About the job
In this role as a Solutions Architect at Cohere, you will play a significant role in growing Cohere’s Defence and National Security business. You will be both a strategic thinker and a hands-on doer, building customer demos and proof of concepts, collaborating with stakeholders, and providing guidance on best practices for using Cohere.
Responsibilities
- Develop and deliver cutting-edge agentic AI solutions utilizing Cohere’s foundation models and Agentic AI Foundry - North.
- Architect scalable, secure, and customizable NLP and generative AI solutions tailored to enterprise customer needs.
- Collaborate with customers to understand complex workflows, design pilots, and translate business requirements into technical solutions encompassing model fine-tuning, custom agents, and agent orchestration.
- Support deployment and integration of large language models (LLMs) and custom solutions into production environments using Kubernetes, Docker, and cloud infrastructures, ensuring high performance and security.
- Lead technical engagements, including deep dives into AI architectures, workshop facilitation, and establishing best practices for agent-based AI systems and model customization.
- Work with product development to provide customer feedback on agentic AI capabilities, contribute to product enhancements, and help shape future features.
Qualifications
Minimum
- 5+ years of experience in AI/ML solution architecture, with demonstrated expertise in agentic AI, model customization, and deploying tailored AI models in enterprise contexts.
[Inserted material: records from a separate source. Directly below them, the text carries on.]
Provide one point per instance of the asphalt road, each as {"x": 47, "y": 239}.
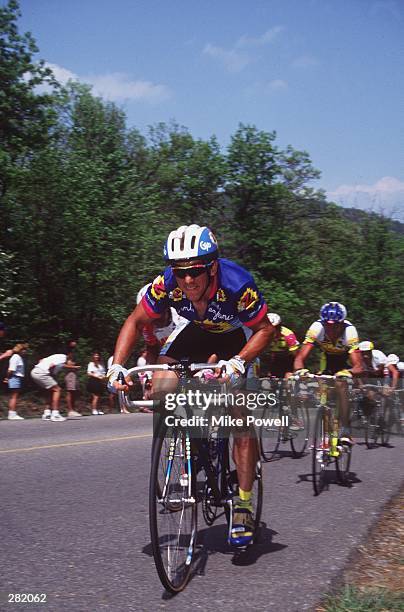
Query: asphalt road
{"x": 74, "y": 523}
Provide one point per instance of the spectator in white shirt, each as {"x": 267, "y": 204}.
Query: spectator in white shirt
{"x": 97, "y": 381}
{"x": 43, "y": 374}
{"x": 15, "y": 377}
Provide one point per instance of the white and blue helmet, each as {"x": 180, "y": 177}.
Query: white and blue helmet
{"x": 191, "y": 242}
{"x": 333, "y": 312}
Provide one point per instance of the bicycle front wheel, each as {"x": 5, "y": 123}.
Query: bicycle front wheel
{"x": 172, "y": 507}
{"x": 386, "y": 421}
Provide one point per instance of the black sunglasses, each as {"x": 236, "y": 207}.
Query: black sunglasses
{"x": 193, "y": 271}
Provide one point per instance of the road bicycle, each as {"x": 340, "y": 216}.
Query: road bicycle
{"x": 327, "y": 449}
{"x": 191, "y": 466}
{"x": 290, "y": 409}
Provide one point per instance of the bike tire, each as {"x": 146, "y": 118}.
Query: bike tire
{"x": 319, "y": 455}
{"x": 343, "y": 464}
{"x": 172, "y": 507}
{"x": 386, "y": 422}
{"x": 371, "y": 429}
{"x": 299, "y": 440}
{"x": 270, "y": 436}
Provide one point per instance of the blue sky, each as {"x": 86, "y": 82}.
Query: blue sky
{"x": 326, "y": 75}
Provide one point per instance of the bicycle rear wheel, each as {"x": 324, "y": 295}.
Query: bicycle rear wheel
{"x": 320, "y": 457}
{"x": 270, "y": 434}
{"x": 372, "y": 427}
{"x": 299, "y": 439}
{"x": 172, "y": 507}
{"x": 343, "y": 463}
{"x": 386, "y": 421}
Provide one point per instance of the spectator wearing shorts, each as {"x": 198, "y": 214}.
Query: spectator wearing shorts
{"x": 96, "y": 382}
{"x": 72, "y": 387}
{"x": 43, "y": 375}
{"x": 15, "y": 377}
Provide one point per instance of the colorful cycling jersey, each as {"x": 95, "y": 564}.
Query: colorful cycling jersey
{"x": 233, "y": 301}
{"x": 156, "y": 336}
{"x": 286, "y": 342}
{"x": 346, "y": 343}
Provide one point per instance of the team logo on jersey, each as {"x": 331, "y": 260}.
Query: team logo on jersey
{"x": 176, "y": 294}
{"x": 211, "y": 326}
{"x": 248, "y": 300}
{"x": 158, "y": 289}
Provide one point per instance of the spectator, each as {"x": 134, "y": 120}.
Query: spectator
{"x": 112, "y": 396}
{"x": 43, "y": 374}
{"x": 97, "y": 381}
{"x": 71, "y": 382}
{"x": 15, "y": 376}
{"x": 4, "y": 354}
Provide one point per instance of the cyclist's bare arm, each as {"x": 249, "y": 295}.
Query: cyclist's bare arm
{"x": 262, "y": 333}
{"x": 129, "y": 334}
{"x": 302, "y": 356}
{"x": 357, "y": 364}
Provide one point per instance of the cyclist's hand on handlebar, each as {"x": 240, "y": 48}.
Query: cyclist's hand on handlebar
{"x": 115, "y": 374}
{"x": 344, "y": 374}
{"x": 231, "y": 369}
{"x": 302, "y": 372}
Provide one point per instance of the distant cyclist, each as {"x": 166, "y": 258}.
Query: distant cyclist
{"x": 217, "y": 297}
{"x": 338, "y": 342}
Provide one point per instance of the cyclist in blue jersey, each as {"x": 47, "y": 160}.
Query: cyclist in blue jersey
{"x": 220, "y": 302}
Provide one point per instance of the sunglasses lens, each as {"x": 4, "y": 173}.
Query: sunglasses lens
{"x": 192, "y": 272}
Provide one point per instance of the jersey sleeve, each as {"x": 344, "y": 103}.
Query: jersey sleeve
{"x": 290, "y": 338}
{"x": 313, "y": 333}
{"x": 156, "y": 300}
{"x": 251, "y": 305}
{"x": 352, "y": 338}
{"x": 149, "y": 335}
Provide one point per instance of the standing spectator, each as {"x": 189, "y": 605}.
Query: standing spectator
{"x": 4, "y": 354}
{"x": 43, "y": 374}
{"x": 71, "y": 381}
{"x": 15, "y": 376}
{"x": 97, "y": 381}
{"x": 112, "y": 396}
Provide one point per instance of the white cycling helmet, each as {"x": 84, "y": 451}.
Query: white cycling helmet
{"x": 191, "y": 242}
{"x": 366, "y": 345}
{"x": 141, "y": 293}
{"x": 392, "y": 359}
{"x": 274, "y": 318}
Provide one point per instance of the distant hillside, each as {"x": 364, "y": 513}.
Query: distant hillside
{"x": 357, "y": 215}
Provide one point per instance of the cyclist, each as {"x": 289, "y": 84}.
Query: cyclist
{"x": 374, "y": 360}
{"x": 282, "y": 350}
{"x": 157, "y": 332}
{"x": 338, "y": 341}
{"x": 217, "y": 297}
{"x": 391, "y": 371}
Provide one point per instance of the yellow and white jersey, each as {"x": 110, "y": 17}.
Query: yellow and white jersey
{"x": 346, "y": 343}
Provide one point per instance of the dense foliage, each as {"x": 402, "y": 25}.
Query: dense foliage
{"x": 86, "y": 204}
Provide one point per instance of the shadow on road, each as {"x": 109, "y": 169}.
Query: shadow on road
{"x": 330, "y": 477}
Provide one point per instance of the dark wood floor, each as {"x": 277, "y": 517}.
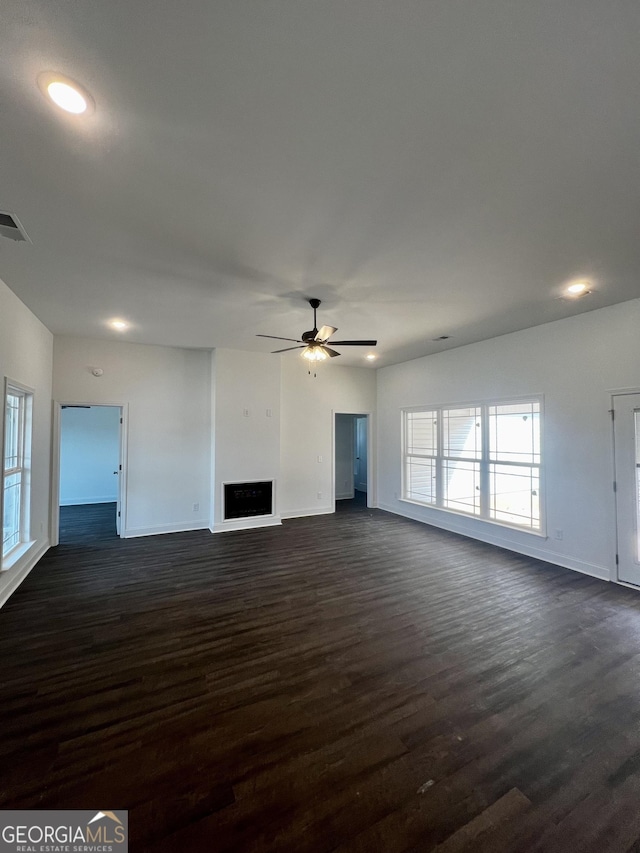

- Strong hands-on skills with Python, Jupyter Notebooks, and cloud-native deployment frameworks such as Kubernetes, Docker, Cloud managed AI services like AWS Sagemaker, Bedrock, or Azure AI Foundry or Google Vertex AI.
- Experience in designing and deploying “agentified” AI workflows, that involve multiple interconnected models or agents, to solve business challenges.
- Hands-on experience building on agent orchestration frameworks like Cohere North and deploying custom agents to production.
- Familiarity with model fine-tuning methodologies, and the development of AI agents optimized for specific workflows and enterprise needs.
- In-depth understanding of the strengths, weaknesses, and operational considerations of generative LLMs, with experience in customizing and orchestrating these models.
- Excellent communication skills to articulate complex AI architectures to both technical stakeholders and executive audiences.
Preferred
- Background in building and managing scalable AI/ML ecosystems, with knowledge of multi-cloud deployment strategies.
- Familiarity with security standards for deploying agent-based AI solutions, including data privacy, model safety, and access controls.
- Experience working in a startup-like context.